Fighting Kidney Cancer at the Source

William G. Kaelin, Jr., MD, Sidney Farber Professor of Medicine at Harvard Medical School and the Dana Farber Cancer Institute, started work 15 years ago with an interesting bit of information about kidney cancer: patients with a mutation in the VHL gene (von Hippel Lindau syndrome) were much more likely to develop kidney cancer. Kaelin set out to figure out why and possibly
find a treatment for several cancers, including clear-cell renal carcinoma, a deadly form of kidney cancer.

Through his research, Kaelin found that the VHL gene regulates cell response to oxygen levels as well as another molecular factor, HIF, which is responsible for triggering the production of red blood cells and blood vessels based on oxygen supply. Cancer cells with mutated VHL genes can take advantage of this system to trick the body into building blood vessels straight to cancerous tumors, thus feeding their own growth with the body’s blood supply. This mutation in the VHL gene allows the tumor to hijack the HIFs and stimulate the production of the protein VEGF, which enables extra blood vessels to enhance blood supply directly to the tumor.

This discovery led to the production of VEGF inhibitors, which showed success in improving the chances for patients with renal cell carcinoma, a fatal kidney cancer with a median survival of one year. In 2019, Kaelin on two other renown scientists were awarded the Nobel Prize in Physiology or Medicine “for their discoveries of how cells sense and adapt to oxygen availability.”

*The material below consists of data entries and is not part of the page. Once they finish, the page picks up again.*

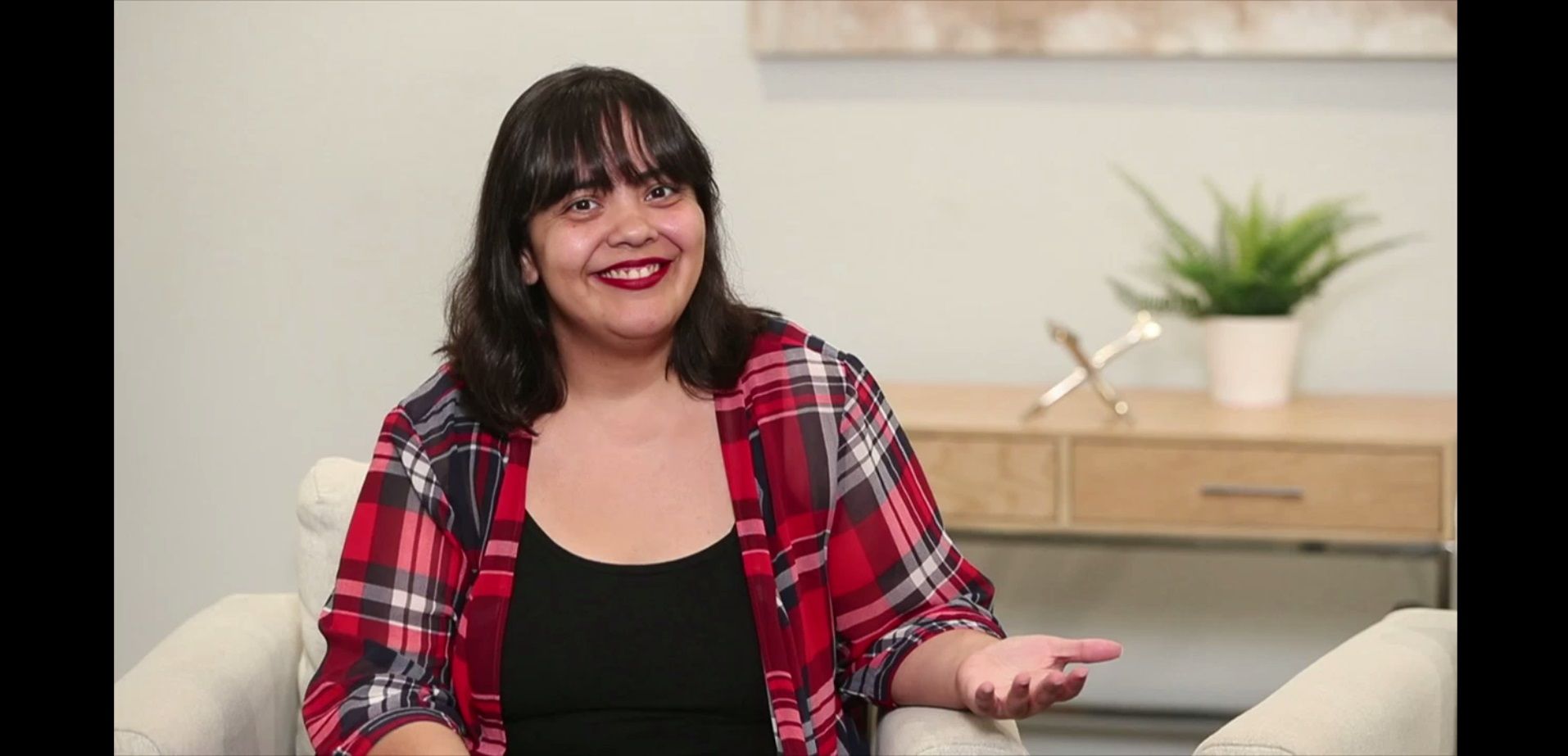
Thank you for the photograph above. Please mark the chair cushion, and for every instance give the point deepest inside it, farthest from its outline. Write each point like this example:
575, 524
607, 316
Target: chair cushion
327, 502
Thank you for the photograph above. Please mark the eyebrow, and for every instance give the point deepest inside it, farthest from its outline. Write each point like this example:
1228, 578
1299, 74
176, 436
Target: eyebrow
638, 178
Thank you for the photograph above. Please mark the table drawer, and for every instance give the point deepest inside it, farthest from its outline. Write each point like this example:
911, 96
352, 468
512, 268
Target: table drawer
990, 478
1203, 485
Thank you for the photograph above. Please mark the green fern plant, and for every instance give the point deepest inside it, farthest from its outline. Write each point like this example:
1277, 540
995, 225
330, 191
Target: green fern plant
1261, 262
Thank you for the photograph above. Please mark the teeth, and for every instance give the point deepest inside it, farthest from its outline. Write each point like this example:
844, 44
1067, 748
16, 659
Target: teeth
631, 274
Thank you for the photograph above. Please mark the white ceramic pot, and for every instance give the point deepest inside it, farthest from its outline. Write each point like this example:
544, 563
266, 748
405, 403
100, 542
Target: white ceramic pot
1252, 360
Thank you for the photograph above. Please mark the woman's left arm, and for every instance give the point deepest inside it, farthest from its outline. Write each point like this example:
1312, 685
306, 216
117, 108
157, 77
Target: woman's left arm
913, 615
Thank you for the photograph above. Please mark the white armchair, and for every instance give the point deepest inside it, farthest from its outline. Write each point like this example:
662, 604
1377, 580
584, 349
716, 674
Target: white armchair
229, 680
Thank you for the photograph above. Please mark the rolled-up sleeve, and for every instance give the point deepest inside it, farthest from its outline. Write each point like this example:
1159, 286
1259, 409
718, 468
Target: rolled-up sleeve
894, 574
391, 622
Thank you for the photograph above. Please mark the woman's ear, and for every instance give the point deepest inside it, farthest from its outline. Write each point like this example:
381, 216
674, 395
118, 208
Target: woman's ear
530, 274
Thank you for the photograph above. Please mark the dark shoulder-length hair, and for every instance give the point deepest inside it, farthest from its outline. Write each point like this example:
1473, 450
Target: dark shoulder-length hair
499, 336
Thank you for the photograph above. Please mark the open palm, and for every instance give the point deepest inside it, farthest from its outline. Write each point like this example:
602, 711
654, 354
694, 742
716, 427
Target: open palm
1021, 677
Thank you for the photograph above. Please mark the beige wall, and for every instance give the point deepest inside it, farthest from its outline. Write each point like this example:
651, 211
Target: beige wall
293, 184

The link between oxygen and cancer cells continues to be an area of interest for the medical field. Normal cells use HIFs to regulate oxygen supply based on external oxygen availability, but cancer cells use HIFs to increase blood supply and grow tumors. On the other hand, cancer cells without enough oxygen (hypoxic cells) can spread beyond their origin and resist cancer treatments. While it is clear that the use of oxygen (or lack thereof) by cancer cells is tied to cancer growth and treatment, the full story is the subject of ongoing research.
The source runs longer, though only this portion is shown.